Mechanical, piezoelectric, and dielectric properties of a novel 0-3?-C2S-PZT composite

This paper investigated the effect of PZT volume, forming pressure, and polarization regime on mechanical, piezoelectric, and dielectric properties of the 0-3 gamma-C2S-PZT composite. The latter two included the piezoelectric strain coefficient (d(33)), piezoelectric voltage coefficient (g(33)), and dielectric constant (epsilon r). Experimental results indicated that the increase of PZT volume from 0 to 80% significantly increased the d(33) , g(33) , and epsilon r from near zero to 70 pC/N, 75 x 10(-3) Vm/N, and 140, respectively, due to the enhanced contact between PZT particles. The compressive strength and d(33) of gamma-C2S-PZT composite were enhanced by 100% and 35%, respectively, with the forming pressure increasing from 25 to 100 MPa. Further increase in pressure to 200 MPa led to the reduction in mechanical strength and piezoelectricity due to the increased porosity of the composite. The increase of polarization voltage from 1.0 to 4.0 kV/mm resulted in doubling the d(33) and g(33) values.
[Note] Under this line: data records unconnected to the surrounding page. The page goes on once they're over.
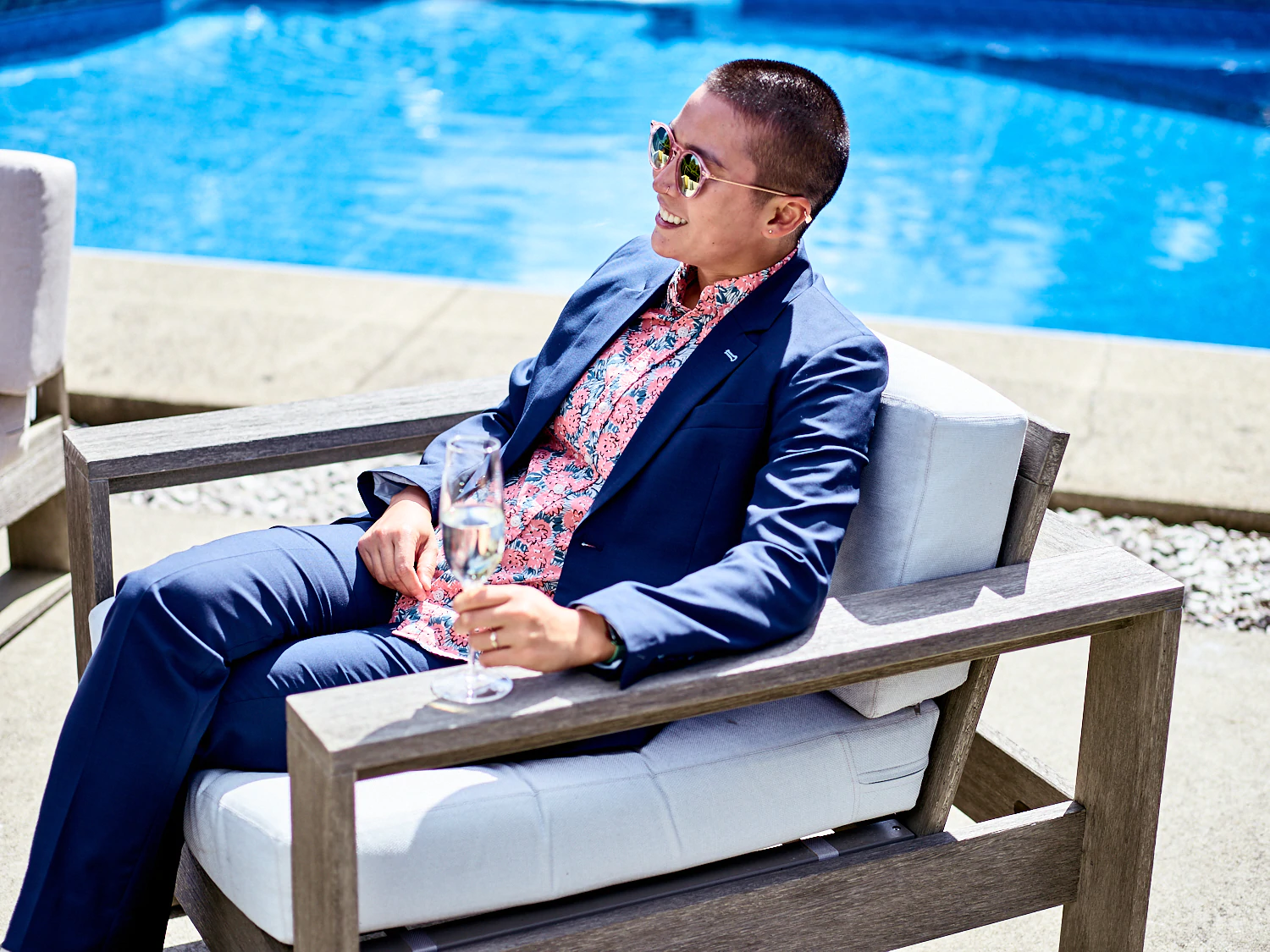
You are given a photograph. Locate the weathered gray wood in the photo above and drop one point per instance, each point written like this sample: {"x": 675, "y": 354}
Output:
{"x": 884, "y": 899}
{"x": 36, "y": 476}
{"x": 220, "y": 923}
{"x": 960, "y": 708}
{"x": 864, "y": 636}
{"x": 38, "y": 540}
{"x": 1061, "y": 536}
{"x": 25, "y": 594}
{"x": 1002, "y": 779}
{"x": 210, "y": 446}
{"x": 1128, "y": 697}
{"x": 323, "y": 845}
{"x": 103, "y": 410}
{"x": 950, "y": 748}
{"x": 89, "y": 537}
{"x": 1038, "y": 469}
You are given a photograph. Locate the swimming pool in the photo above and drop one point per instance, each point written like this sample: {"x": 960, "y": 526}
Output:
{"x": 505, "y": 142}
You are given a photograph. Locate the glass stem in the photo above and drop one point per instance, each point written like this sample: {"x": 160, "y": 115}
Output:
{"x": 474, "y": 665}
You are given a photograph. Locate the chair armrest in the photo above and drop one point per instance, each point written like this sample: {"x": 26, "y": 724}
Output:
{"x": 398, "y": 724}
{"x": 101, "y": 461}
{"x": 211, "y": 446}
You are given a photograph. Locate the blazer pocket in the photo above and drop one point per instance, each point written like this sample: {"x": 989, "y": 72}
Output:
{"x": 737, "y": 415}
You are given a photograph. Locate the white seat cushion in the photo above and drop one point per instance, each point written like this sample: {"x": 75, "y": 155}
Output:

Such improvement for epsilon r was 55%. These three parameters were enhanced by 75%, 25%, and 35%, respectively, with the increase of polarization duration from 5 to 30 min. Compared to cement-based piezoelectric composite, the gamma-C2S-PZT composite had 1-5.5, 1-1.2, and 1-2.5 folds greater d(33), g(33) , and epsilon r values, respectively. This can enable the development of a novel low-carbon gamma-C2S-PZT composite with improved piezoelectric and dielectric properties, given the reduced carbon footprint and CO2-absorbing characteristics of gamma-C2S.